Obwohl die psychotherapeutische Behandlung seit 1992 eine Pflichtleistung der Krankenkassen sei, gäbe es noch immer keinen Gesamtvertrag, die Verhandlungen zwischen Krankenkassen und Psychotherapeuten sei bisher regelmäßig gescheitert. "Die Leidtragenden sind die Patienten, kassenfinanzierte Behandlungsstunden sind auf sehr niedrigem Niveau rationiert, allen anderen wird ein hoher Eigenanteil zugemutet", kritisierte Grünewald.

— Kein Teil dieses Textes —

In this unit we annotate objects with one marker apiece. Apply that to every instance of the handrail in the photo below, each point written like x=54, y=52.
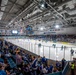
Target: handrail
x=63, y=72
x=65, y=68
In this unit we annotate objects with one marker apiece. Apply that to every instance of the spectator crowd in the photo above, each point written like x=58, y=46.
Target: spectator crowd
x=15, y=61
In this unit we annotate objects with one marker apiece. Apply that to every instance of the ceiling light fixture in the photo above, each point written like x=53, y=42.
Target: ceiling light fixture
x=57, y=26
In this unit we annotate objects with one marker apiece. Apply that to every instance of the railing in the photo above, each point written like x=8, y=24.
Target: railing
x=57, y=73
x=65, y=69
x=61, y=72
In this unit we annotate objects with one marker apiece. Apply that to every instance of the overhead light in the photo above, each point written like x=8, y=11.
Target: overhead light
x=41, y=28
x=42, y=5
x=57, y=26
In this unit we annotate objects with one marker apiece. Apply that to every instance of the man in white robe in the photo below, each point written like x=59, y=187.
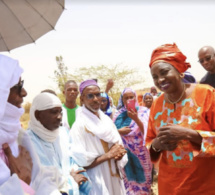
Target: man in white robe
x=97, y=145
x=20, y=170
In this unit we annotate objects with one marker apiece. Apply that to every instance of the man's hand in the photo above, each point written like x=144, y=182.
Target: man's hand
x=22, y=165
x=79, y=178
x=116, y=152
x=133, y=115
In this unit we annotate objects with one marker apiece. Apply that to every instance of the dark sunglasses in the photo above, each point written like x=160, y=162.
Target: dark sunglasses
x=207, y=59
x=19, y=86
x=91, y=96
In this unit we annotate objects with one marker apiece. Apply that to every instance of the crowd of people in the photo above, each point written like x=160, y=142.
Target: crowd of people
x=96, y=148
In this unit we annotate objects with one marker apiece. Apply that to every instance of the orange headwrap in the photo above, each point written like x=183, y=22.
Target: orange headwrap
x=170, y=54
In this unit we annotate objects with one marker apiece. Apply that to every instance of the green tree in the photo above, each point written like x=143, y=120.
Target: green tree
x=121, y=75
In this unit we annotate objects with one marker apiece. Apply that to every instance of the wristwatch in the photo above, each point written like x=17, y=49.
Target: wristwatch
x=156, y=150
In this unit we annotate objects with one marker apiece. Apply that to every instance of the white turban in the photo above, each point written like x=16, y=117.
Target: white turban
x=43, y=101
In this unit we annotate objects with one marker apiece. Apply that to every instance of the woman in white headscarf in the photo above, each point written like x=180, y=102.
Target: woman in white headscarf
x=51, y=141
x=20, y=173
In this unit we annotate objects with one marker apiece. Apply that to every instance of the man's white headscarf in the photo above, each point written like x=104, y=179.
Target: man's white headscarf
x=43, y=101
x=10, y=72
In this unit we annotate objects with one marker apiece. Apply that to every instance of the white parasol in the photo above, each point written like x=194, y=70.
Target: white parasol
x=24, y=21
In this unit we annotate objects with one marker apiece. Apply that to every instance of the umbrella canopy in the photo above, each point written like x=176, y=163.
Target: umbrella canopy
x=24, y=21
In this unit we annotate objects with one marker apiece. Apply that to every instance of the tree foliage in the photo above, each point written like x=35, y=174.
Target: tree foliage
x=121, y=75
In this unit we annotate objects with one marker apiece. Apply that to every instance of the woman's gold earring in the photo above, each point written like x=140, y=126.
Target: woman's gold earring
x=182, y=75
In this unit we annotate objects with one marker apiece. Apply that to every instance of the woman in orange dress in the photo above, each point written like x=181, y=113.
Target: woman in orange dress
x=181, y=127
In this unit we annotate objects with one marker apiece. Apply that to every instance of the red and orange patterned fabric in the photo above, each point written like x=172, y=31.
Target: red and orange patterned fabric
x=170, y=53
x=187, y=171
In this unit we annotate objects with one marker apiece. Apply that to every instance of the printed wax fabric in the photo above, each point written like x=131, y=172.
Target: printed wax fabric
x=137, y=172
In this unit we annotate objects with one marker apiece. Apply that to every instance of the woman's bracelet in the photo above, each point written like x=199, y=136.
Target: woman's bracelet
x=156, y=150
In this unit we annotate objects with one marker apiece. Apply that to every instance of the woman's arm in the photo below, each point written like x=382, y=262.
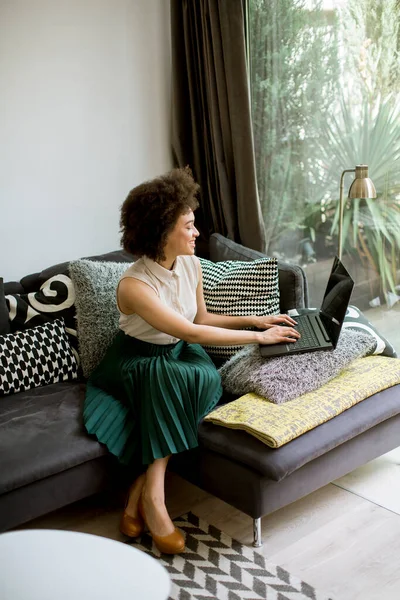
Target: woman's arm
x=134, y=296
x=205, y=318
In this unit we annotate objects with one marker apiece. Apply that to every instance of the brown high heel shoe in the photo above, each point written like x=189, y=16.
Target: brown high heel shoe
x=131, y=526
x=174, y=543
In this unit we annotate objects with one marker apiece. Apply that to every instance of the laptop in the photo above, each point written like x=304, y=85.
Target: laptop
x=320, y=330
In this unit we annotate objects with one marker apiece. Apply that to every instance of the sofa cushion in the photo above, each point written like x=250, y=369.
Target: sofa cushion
x=278, y=463
x=4, y=320
x=96, y=308
x=283, y=378
x=293, y=290
x=42, y=433
x=36, y=357
x=239, y=288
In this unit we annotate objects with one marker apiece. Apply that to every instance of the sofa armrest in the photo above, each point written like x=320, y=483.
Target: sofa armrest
x=292, y=279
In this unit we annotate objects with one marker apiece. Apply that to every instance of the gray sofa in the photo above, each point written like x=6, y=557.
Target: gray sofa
x=48, y=461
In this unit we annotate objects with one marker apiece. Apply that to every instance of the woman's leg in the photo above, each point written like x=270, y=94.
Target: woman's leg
x=135, y=491
x=153, y=498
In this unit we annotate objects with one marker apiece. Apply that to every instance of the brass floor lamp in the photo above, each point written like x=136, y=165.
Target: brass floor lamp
x=362, y=187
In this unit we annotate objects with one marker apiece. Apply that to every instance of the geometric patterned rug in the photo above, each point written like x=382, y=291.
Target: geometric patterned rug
x=216, y=567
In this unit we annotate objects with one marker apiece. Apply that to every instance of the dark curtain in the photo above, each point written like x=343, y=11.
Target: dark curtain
x=211, y=121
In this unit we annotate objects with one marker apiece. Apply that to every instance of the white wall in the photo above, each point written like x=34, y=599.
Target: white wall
x=84, y=117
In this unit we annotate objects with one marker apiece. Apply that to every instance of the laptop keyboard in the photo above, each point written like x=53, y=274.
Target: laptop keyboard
x=308, y=338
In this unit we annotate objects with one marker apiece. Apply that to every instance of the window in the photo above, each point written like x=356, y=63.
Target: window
x=325, y=88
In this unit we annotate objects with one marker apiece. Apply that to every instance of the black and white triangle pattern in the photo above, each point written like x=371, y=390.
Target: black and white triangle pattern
x=36, y=357
x=214, y=566
x=239, y=289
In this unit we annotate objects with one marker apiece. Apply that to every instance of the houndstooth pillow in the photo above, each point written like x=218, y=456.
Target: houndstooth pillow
x=36, y=357
x=239, y=289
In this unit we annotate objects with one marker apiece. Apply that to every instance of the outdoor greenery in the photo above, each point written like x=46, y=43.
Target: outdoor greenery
x=326, y=96
x=294, y=73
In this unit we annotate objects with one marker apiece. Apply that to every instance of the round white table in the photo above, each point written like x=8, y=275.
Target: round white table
x=41, y=564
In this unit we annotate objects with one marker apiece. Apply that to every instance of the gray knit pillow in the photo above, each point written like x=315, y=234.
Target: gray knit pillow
x=96, y=308
x=286, y=377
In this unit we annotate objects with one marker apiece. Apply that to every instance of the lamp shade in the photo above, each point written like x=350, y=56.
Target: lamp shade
x=362, y=186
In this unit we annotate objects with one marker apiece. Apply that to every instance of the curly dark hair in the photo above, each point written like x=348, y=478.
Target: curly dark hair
x=151, y=209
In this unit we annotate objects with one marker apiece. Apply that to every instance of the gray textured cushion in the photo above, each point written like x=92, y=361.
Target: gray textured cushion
x=284, y=378
x=96, y=308
x=293, y=290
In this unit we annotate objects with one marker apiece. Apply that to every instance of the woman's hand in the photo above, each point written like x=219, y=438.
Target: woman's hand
x=272, y=321
x=277, y=334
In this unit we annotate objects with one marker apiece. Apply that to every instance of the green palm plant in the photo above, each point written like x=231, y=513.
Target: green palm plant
x=369, y=135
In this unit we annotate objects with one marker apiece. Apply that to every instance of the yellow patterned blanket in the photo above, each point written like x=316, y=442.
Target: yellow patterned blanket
x=278, y=424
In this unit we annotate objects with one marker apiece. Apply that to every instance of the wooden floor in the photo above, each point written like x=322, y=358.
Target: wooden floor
x=343, y=539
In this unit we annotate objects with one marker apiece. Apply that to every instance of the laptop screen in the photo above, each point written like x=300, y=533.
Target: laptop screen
x=336, y=300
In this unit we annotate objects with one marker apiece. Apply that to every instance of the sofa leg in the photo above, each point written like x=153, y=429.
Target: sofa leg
x=257, y=542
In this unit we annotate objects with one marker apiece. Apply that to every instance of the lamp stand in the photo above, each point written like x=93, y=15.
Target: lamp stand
x=341, y=210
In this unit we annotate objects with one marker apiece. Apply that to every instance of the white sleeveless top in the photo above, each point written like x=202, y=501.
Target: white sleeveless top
x=175, y=288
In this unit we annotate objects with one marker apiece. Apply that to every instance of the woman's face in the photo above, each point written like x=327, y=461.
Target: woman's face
x=182, y=239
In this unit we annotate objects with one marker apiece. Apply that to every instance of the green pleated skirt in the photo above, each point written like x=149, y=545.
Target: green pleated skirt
x=145, y=401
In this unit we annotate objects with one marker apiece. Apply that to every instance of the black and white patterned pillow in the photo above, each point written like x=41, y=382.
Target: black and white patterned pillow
x=239, y=289
x=36, y=357
x=355, y=319
x=4, y=320
x=54, y=300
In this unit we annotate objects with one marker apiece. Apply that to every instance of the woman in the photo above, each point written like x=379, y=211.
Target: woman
x=156, y=383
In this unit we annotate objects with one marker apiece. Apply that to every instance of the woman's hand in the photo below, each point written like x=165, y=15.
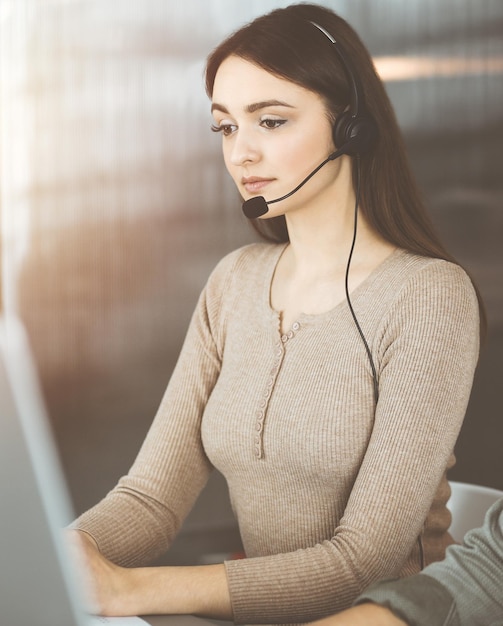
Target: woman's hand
x=107, y=586
x=117, y=591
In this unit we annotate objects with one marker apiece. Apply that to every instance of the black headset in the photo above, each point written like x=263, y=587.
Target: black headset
x=354, y=130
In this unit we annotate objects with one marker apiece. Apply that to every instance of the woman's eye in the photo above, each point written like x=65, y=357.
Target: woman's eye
x=271, y=123
x=225, y=129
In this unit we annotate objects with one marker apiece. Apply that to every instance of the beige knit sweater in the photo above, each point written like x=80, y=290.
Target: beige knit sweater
x=330, y=492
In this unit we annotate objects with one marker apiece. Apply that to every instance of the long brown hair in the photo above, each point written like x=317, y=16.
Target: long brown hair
x=286, y=44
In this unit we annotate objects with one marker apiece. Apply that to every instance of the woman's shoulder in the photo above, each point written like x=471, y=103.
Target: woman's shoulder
x=410, y=267
x=252, y=259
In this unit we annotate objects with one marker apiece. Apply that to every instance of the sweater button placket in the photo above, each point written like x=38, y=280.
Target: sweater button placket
x=260, y=415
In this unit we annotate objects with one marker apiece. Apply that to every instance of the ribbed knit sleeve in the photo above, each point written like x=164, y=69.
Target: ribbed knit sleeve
x=139, y=518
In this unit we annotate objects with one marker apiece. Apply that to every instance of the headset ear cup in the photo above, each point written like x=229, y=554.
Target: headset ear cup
x=356, y=134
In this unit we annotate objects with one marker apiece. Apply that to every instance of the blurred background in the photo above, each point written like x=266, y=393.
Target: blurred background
x=115, y=204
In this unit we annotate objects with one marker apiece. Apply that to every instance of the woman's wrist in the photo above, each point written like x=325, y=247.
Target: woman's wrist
x=198, y=590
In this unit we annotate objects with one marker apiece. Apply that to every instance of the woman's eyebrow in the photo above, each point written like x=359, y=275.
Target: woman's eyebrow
x=251, y=108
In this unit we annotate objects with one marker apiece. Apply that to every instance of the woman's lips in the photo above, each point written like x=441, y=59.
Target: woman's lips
x=254, y=184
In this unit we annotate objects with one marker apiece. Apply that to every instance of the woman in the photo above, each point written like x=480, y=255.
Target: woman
x=326, y=375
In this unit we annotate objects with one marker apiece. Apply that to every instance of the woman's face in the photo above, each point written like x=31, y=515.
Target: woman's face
x=274, y=133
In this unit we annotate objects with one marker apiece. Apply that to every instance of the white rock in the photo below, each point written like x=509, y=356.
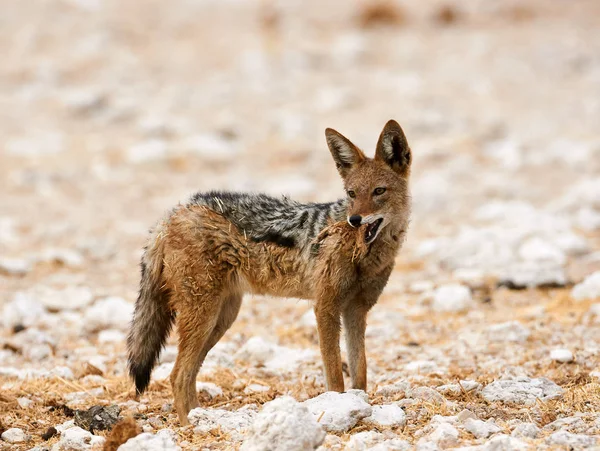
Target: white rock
x=163, y=371
x=481, y=429
x=422, y=366
x=162, y=441
x=14, y=266
x=83, y=101
x=387, y=415
x=69, y=298
x=150, y=150
x=212, y=390
x=338, y=412
x=571, y=441
x=36, y=145
x=14, y=435
x=526, y=430
x=256, y=388
x=588, y=289
x=272, y=357
x=537, y=249
x=37, y=353
x=452, y=298
x=444, y=435
x=23, y=309
x=284, y=424
x=522, y=390
x=421, y=286
x=68, y=257
x=426, y=394
x=503, y=442
x=561, y=355
x=236, y=421
x=393, y=389
x=211, y=147
x=511, y=331
x=111, y=336
x=110, y=312
x=588, y=219
x=77, y=439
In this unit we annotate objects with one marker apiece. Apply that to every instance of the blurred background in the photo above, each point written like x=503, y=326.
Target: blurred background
x=113, y=111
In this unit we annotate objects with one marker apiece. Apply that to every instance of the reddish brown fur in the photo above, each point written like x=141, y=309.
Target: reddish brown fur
x=205, y=264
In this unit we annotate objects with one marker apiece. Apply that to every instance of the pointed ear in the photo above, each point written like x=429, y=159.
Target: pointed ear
x=392, y=148
x=345, y=154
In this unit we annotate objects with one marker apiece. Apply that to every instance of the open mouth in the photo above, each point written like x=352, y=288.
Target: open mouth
x=372, y=229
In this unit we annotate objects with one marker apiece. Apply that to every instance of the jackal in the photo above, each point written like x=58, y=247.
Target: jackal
x=206, y=254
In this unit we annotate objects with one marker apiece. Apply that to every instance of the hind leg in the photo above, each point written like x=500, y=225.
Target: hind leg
x=196, y=319
x=229, y=311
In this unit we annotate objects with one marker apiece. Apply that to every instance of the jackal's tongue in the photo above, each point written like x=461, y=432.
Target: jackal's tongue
x=371, y=230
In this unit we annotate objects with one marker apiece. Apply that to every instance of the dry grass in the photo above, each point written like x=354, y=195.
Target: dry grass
x=582, y=392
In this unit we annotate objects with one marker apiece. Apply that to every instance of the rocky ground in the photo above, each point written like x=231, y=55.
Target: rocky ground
x=487, y=336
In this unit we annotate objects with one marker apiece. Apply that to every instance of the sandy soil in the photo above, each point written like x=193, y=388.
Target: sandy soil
x=112, y=112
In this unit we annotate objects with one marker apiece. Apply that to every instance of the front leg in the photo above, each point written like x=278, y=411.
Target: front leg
x=328, y=325
x=355, y=324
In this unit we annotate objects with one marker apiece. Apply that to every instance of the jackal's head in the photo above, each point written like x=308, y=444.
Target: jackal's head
x=377, y=188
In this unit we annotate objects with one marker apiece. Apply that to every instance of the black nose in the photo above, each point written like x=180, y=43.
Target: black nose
x=355, y=220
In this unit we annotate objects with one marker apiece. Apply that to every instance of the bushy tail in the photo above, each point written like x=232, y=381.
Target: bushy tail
x=152, y=318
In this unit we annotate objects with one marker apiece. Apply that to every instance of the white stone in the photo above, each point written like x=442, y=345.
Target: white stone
x=387, y=415
x=503, y=442
x=522, y=390
x=481, y=429
x=537, y=249
x=452, y=298
x=14, y=266
x=162, y=441
x=36, y=145
x=284, y=424
x=68, y=257
x=212, y=390
x=338, y=412
x=588, y=219
x=14, y=435
x=163, y=371
x=421, y=286
x=588, y=289
x=444, y=435
x=77, y=439
x=150, y=150
x=526, y=430
x=69, y=298
x=561, y=355
x=24, y=310
x=272, y=357
x=110, y=312
x=511, y=331
x=111, y=336
x=571, y=441
x=422, y=366
x=211, y=147
x=256, y=388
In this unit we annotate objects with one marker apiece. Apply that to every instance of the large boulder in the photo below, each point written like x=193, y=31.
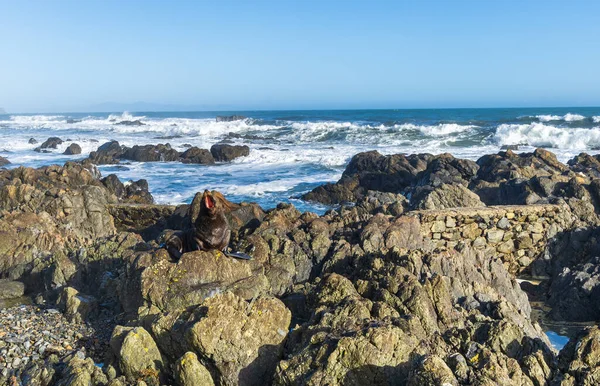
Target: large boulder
x=586, y=164
x=50, y=143
x=226, y=153
x=136, y=355
x=108, y=153
x=445, y=196
x=73, y=149
x=195, y=155
x=11, y=289
x=190, y=372
x=510, y=165
x=151, y=153
x=371, y=171
x=580, y=360
x=244, y=341
x=153, y=280
x=76, y=306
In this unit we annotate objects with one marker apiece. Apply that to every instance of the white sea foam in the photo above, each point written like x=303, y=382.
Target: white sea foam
x=539, y=134
x=569, y=117
x=444, y=129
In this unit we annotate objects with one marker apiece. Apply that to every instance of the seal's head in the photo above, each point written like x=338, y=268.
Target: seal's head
x=213, y=203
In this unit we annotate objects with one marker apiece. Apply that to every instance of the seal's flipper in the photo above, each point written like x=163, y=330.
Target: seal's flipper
x=238, y=255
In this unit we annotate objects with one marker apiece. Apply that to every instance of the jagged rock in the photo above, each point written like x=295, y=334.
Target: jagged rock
x=371, y=171
x=574, y=292
x=108, y=153
x=509, y=165
x=76, y=306
x=227, y=153
x=136, y=354
x=190, y=372
x=114, y=185
x=154, y=280
x=444, y=169
x=50, y=143
x=580, y=359
x=445, y=196
x=243, y=340
x=73, y=149
x=432, y=371
x=11, y=289
x=133, y=191
x=196, y=155
x=585, y=164
x=151, y=153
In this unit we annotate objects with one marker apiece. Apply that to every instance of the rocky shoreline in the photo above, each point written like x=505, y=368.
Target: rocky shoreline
x=411, y=280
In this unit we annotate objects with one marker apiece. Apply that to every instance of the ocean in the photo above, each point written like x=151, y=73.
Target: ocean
x=294, y=151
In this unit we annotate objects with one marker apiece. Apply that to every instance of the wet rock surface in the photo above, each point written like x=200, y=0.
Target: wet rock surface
x=227, y=153
x=413, y=283
x=112, y=153
x=73, y=149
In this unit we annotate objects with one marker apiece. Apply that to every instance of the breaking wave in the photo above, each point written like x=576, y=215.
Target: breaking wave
x=567, y=117
x=543, y=135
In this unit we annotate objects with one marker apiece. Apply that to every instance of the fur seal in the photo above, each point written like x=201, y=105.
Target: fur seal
x=209, y=231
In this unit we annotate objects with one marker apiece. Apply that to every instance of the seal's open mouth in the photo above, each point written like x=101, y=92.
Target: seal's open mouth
x=209, y=202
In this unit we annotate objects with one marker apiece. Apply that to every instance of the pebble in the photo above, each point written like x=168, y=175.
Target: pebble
x=30, y=333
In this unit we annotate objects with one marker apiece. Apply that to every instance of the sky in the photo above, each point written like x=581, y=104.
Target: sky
x=266, y=55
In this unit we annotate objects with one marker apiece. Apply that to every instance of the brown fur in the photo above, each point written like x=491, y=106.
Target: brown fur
x=209, y=231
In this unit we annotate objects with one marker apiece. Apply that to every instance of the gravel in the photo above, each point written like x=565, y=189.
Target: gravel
x=31, y=333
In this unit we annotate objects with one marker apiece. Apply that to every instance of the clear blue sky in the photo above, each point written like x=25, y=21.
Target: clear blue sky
x=69, y=55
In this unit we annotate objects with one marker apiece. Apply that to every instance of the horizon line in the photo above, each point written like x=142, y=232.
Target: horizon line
x=4, y=112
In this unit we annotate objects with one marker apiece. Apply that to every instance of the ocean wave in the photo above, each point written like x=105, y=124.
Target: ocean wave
x=569, y=117
x=443, y=129
x=543, y=135
x=165, y=126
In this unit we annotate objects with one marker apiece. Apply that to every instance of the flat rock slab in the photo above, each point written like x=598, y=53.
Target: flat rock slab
x=11, y=289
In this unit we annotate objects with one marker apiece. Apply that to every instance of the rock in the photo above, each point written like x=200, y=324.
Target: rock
x=244, y=341
x=227, y=153
x=432, y=371
x=136, y=353
x=579, y=359
x=11, y=289
x=50, y=143
x=114, y=185
x=108, y=153
x=509, y=165
x=195, y=155
x=73, y=149
x=444, y=169
x=371, y=171
x=137, y=192
x=229, y=118
x=151, y=153
x=190, y=372
x=76, y=306
x=445, y=196
x=196, y=276
x=586, y=164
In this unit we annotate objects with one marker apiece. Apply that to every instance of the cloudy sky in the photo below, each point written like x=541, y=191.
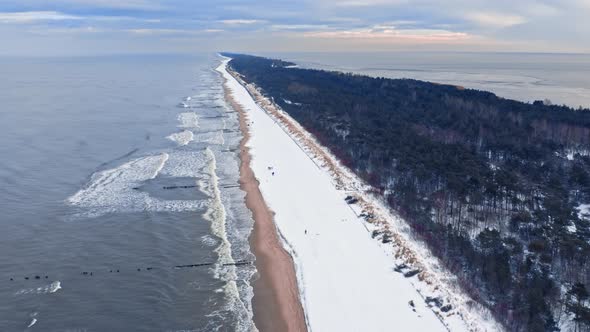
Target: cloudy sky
x=44, y=27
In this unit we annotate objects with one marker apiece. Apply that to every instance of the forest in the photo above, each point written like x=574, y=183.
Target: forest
x=498, y=189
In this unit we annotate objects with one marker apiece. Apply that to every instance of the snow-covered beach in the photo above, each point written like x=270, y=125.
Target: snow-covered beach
x=347, y=280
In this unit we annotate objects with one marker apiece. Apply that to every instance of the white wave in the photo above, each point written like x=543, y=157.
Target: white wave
x=113, y=190
x=216, y=214
x=48, y=289
x=182, y=138
x=186, y=164
x=188, y=120
x=208, y=240
x=33, y=322
x=214, y=137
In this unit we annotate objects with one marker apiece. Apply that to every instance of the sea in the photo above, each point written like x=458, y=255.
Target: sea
x=562, y=79
x=119, y=201
x=120, y=208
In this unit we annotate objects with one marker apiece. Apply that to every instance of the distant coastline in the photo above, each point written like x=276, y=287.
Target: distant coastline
x=276, y=302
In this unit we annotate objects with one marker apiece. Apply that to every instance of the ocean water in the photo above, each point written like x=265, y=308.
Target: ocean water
x=561, y=78
x=114, y=170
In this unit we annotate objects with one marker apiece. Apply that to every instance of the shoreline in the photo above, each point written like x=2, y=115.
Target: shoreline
x=327, y=236
x=276, y=304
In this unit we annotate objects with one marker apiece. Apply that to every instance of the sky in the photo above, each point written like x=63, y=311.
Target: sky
x=78, y=27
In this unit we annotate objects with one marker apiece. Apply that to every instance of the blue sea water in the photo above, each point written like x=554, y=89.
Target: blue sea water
x=100, y=180
x=561, y=78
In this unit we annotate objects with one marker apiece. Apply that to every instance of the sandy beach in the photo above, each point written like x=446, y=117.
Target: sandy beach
x=276, y=303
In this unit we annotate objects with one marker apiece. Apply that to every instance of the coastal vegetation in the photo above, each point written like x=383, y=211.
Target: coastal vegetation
x=498, y=189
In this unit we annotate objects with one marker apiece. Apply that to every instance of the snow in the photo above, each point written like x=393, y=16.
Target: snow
x=583, y=211
x=288, y=102
x=346, y=278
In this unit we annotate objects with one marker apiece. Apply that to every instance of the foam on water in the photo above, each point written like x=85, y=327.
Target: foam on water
x=215, y=137
x=216, y=214
x=186, y=164
x=33, y=322
x=114, y=190
x=188, y=120
x=48, y=289
x=182, y=138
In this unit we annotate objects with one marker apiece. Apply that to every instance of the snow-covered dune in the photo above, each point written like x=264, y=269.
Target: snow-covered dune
x=346, y=278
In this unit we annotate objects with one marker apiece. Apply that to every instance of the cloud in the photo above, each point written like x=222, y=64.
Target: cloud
x=495, y=20
x=35, y=16
x=389, y=33
x=147, y=32
x=300, y=27
x=241, y=22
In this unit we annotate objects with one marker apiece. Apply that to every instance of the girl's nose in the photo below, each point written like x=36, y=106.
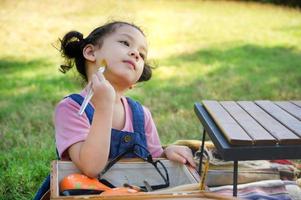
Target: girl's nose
x=134, y=54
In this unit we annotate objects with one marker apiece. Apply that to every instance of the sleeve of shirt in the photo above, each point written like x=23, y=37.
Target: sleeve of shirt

Zuschuss seit 1992 eingefroren
Der Kassenzuschuss zur Psychotherapie sei seit 1992 mit 21,80 Euro pro Behandlungseinheit eingefroren, die Honorare lägen aber zwischen 70 und 120 Euro. "Viele Psychotherapiebedürftige können sich Psychotherapie daher nicht leisten, der Versorgungsgrad liegt derzeit bei 0,5 Prozent der Bevölkerung, der errechnete Bedarf liegt bei mindestens zwei Prozent", erklärte Grünewald und appellierte an die Krankenkassen, "die Verhandlungen für einen Gesamtvertrag für Psychotherapie wieder aufzunehmen, sowie mit sofortiger Wirkung den Kassenzuschuss deutlich zu erhöhen. Nur so kann der Versorgungsgrad der Bevölkerung erhöht werden".